You can turn your phone in any direction to navigate the space, and if you have a VR headset you can switch to full-on VR mode and look around. In one corner, there's a gramophone that can take you out of the app and into a Spotify playlist curated by the band’s fictional bassist Murdoc. Another token, a flickering analog TV, can take you to a random YouTube video of the character being “interviewed.” While the app changes daily, and sometimes premieres music, it offers little in terms of entertainment. Moving your phone around to navigate the room is interesting for the first few minutes, but a link to new music would have surely sufficed.

Branded apps are a barrier between fans and the music they want to hear.

Paradoxically, branded apps like this one are a barrier between fans and the music they want to hear. The clunkiness of such projects has become an unavoidable part of the album release process. But why would anyone put their fans through that?

There are likely a handful of motivations at play. Most obviously: money. A 2013 Nielsen study, presented to labels and music industry professionals at SXSW, described the opportunity that online streaming could create for artists, brands, and labels. Nielsen suggested that fans who spend money on digital music could stand to fork over a little more of their disposable income. “These fans, who spend between $20 billion and $26 billion on music each year, could spend an additional $450 million to $2.6 billion annually if they had the opportunity to snag behind-the-scenes access to the artists along with exclusive content,” the report reads.

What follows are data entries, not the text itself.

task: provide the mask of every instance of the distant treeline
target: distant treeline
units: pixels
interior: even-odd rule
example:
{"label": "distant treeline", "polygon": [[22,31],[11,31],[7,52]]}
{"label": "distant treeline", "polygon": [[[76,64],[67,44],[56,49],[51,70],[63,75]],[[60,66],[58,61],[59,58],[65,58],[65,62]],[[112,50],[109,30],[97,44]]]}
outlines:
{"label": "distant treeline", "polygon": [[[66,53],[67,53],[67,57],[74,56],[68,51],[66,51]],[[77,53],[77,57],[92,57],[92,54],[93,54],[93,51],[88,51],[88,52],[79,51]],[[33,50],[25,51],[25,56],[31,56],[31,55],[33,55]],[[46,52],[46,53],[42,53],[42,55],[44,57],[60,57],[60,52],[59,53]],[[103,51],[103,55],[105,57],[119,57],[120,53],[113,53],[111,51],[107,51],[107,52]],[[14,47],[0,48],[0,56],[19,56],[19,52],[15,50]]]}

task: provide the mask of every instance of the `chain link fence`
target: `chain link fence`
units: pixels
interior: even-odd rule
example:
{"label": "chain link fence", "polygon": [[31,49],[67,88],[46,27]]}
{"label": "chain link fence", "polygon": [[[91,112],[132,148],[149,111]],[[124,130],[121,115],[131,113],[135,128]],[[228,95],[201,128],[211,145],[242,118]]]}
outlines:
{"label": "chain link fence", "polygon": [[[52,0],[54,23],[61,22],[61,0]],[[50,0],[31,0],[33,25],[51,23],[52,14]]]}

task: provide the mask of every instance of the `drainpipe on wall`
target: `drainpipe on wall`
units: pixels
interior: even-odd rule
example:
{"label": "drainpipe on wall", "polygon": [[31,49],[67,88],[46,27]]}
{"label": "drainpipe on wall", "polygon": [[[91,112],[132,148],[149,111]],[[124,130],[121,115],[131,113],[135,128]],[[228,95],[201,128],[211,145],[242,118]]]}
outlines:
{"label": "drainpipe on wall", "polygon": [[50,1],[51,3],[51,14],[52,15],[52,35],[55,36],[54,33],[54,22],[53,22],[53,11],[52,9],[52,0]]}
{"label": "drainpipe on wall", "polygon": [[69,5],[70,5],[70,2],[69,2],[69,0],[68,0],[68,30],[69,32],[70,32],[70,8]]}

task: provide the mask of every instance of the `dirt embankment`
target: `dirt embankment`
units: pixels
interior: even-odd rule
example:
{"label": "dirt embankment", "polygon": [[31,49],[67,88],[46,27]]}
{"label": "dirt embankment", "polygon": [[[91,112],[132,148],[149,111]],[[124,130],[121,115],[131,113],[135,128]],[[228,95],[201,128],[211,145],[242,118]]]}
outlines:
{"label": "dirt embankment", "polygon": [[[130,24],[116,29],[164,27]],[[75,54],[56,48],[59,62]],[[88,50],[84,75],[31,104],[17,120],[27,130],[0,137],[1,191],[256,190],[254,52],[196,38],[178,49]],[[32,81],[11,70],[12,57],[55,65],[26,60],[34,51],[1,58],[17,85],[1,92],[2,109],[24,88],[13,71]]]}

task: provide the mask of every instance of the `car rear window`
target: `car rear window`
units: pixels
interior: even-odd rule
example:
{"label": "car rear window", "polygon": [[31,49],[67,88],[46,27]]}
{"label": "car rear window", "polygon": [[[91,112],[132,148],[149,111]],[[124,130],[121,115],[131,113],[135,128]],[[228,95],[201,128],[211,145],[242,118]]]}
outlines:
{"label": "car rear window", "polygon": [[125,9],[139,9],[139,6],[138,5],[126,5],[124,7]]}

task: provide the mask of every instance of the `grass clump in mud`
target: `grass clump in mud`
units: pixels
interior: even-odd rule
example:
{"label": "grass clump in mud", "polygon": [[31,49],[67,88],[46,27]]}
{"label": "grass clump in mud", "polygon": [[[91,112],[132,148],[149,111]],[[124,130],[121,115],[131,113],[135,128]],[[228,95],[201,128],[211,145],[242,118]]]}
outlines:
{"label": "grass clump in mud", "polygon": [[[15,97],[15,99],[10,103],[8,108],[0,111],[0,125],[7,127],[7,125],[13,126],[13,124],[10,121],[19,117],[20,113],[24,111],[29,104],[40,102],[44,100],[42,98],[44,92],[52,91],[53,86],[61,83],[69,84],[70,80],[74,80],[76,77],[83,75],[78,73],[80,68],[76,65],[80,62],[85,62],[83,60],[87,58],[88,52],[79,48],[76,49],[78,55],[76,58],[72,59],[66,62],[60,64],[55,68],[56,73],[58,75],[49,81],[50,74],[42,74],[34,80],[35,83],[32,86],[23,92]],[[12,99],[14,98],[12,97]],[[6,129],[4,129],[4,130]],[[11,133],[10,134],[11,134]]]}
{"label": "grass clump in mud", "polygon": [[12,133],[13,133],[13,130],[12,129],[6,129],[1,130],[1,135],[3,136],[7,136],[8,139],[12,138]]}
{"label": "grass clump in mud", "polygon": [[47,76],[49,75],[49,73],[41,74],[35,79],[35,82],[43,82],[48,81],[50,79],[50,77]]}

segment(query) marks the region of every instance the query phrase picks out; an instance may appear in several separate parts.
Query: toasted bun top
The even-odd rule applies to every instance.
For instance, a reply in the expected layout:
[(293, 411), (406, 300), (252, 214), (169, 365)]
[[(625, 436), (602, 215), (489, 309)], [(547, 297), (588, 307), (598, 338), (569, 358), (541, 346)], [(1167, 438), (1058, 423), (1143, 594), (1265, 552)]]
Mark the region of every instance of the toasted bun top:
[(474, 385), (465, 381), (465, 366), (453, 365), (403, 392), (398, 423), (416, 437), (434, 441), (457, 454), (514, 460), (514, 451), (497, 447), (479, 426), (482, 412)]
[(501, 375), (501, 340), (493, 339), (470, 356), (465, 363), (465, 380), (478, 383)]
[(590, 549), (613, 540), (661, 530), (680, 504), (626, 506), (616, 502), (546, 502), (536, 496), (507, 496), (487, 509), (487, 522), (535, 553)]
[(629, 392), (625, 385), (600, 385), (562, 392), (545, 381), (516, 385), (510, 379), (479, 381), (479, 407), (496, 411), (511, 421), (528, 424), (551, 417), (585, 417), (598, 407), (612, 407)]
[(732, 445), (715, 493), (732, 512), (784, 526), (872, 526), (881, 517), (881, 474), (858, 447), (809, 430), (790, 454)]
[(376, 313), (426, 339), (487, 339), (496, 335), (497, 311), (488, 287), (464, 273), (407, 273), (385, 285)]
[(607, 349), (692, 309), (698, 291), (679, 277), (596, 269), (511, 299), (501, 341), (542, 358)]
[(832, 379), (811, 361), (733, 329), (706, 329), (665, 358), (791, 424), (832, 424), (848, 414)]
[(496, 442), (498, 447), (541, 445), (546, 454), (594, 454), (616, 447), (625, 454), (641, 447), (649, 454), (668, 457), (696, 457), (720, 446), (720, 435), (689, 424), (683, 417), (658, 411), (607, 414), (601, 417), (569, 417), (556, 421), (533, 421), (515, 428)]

The inside of a virtual room in The Gorillaz's app

The inside of a virtual room in The Gorillaz's app

Jay Z and Rihanna each collected a hefty sum from Samsung in exchange for releasing their albums exclusively to its customers, not too dissimilar from the way some artists give first listens of their projects to Apple Music nowadays. Elsewhere, musicians and celebrities such as Tyler, The Creator and Kim Kardashian have launched subscription-based apps with exclusive content. Taylor Swift released an app in partnership with AT&T that features “a video experience” designed to beam “unique videos, concert performances, behind-the-scenes footage, and more from the Taylor Swift archives” directly to her fans. In rare cases, an app can function as an extension of an artist’s creative vision. For example, Bjork’s trippy interactive music video project, released as a complement to her 2011 album Biophilia, was eventually featured in the MoMA.

Thanks to advances in streaming, the music industry as a whole is seeing a dramatic turnaround. Last year it saw its second straight year of growth, with $15.7b in revenue, according to a report by the International Federation of the Phonographic Industry (IFPI). Digital revenue, driven by streaming, accounts for 50 percent of that figure. After early chaos and signficant declines in revenue spurred by the internet and online piracy, the music industry appears to be recovering by generating income from technology.

With that digital success in mind, it makes sense that music release tech experiments have become a crutch for marketing schemes. It doesn’t matter that an app like The Gorrillaz’s is inane and ultimately pointless, just so long as it can potentially encourage you to spend more money on more stuff.